For both supervised (text classification) and unsupervised (Word2Vec) modes, the binaries (*.bin) produced by BlazingText can be cross-consumed by fastText and vice versa. You can use binaries produced by BlazingText by fastText. Likewise, you can host the model binaries created with fastText using BlazingText.

Here is an example of how to use a model generated with BlazingText with fastText:

#Download the model artifact from S3 aws s3 cp s3://<YOUR_S3_BUCKET>/<PREFIX>/model.tar.gz model.tar.gz #Unzip the model archive tar -xzf model.tar.gz #Use the model archive with fastText fasttext predict ./model.bin test.txt

However, the binaries are only supported when training on CPU and single GPU; training on multi-GPU will not produce binaries.

EC2 Instance Recommendation for the BlazingText Algorithm

For cbow and skipgram modes, BlazingText supports single CPU and single GPU instances. Both of these modes support learning of subwords embeddings. To achieve the highest speed without compromising accuracy, we recommend that you use an ml.p3.2xlarge instance.

For batch_skipgram mode, BlazingText supports single or multiple CPU instances. When training on multiple instances, set the value of the S3DataDistributionType field of the S3DataSource object that you pass to CreateTrainingJob to FullyReplicated. BlazingText takes care of distributing data across machines.

For the supervised text classification mode, a C5 instance is recommended if the training dataset is less than 2 GB. For larger datasets, use an instance with a single GPU. BlazingText supports P2, P3, G4dn, and G5 instances for training and inference.
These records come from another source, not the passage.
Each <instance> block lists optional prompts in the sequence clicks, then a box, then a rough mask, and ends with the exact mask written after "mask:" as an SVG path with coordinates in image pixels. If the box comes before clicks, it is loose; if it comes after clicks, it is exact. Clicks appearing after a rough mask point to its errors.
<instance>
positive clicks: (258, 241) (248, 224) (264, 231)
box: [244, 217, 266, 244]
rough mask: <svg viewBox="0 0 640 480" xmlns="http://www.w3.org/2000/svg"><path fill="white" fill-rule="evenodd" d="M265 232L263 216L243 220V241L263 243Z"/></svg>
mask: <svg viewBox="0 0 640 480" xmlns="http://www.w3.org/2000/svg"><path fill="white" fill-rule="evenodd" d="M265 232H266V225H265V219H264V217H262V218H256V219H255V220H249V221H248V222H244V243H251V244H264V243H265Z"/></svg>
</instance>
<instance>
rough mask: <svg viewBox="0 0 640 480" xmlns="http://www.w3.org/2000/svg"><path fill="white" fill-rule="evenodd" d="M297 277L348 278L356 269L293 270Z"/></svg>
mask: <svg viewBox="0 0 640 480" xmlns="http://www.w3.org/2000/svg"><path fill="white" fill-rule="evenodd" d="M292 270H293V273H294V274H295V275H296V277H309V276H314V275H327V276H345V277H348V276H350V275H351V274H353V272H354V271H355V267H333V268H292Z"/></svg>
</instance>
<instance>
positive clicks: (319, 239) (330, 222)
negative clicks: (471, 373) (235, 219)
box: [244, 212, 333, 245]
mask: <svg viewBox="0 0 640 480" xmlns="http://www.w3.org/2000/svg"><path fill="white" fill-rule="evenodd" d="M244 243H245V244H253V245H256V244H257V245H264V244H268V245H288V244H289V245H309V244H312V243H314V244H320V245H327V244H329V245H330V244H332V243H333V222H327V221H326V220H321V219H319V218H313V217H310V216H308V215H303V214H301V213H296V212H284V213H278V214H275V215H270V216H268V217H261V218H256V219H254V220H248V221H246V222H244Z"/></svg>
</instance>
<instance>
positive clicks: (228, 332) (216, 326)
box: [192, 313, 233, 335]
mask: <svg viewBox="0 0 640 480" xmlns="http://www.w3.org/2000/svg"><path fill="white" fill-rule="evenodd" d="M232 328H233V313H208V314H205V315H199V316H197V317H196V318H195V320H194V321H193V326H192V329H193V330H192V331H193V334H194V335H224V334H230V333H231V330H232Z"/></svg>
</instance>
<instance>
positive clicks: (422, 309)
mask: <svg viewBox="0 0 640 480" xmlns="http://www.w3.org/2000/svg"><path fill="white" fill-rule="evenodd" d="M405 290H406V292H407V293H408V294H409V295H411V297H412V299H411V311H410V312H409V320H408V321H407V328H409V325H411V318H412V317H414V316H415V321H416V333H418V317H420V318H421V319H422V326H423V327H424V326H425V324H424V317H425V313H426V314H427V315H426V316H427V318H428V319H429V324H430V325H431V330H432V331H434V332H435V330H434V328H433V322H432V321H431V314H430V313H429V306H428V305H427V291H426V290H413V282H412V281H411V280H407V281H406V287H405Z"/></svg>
BlazingText Sample Notebooks

For a sample notebook that trains and deploys the SageMaker BlazingText algorithm to generate word vectors, see Learning Word2Vec Word Representations using BlazingText. For instructions for creating and accessing Jupyter notebook instances that you can use to run the example in SageMaker, see Amazon SageMaker Notebook Instances. After creating and opening a notebook instance, choose the SageMaker Examples tab to see a list of all the SageMaker examples. The topic modeling example notebooks that use the Blazing Text are located in the Introduction to Amazon algorithms section. To open a notebook, choose its Use tab, then choose Create copy.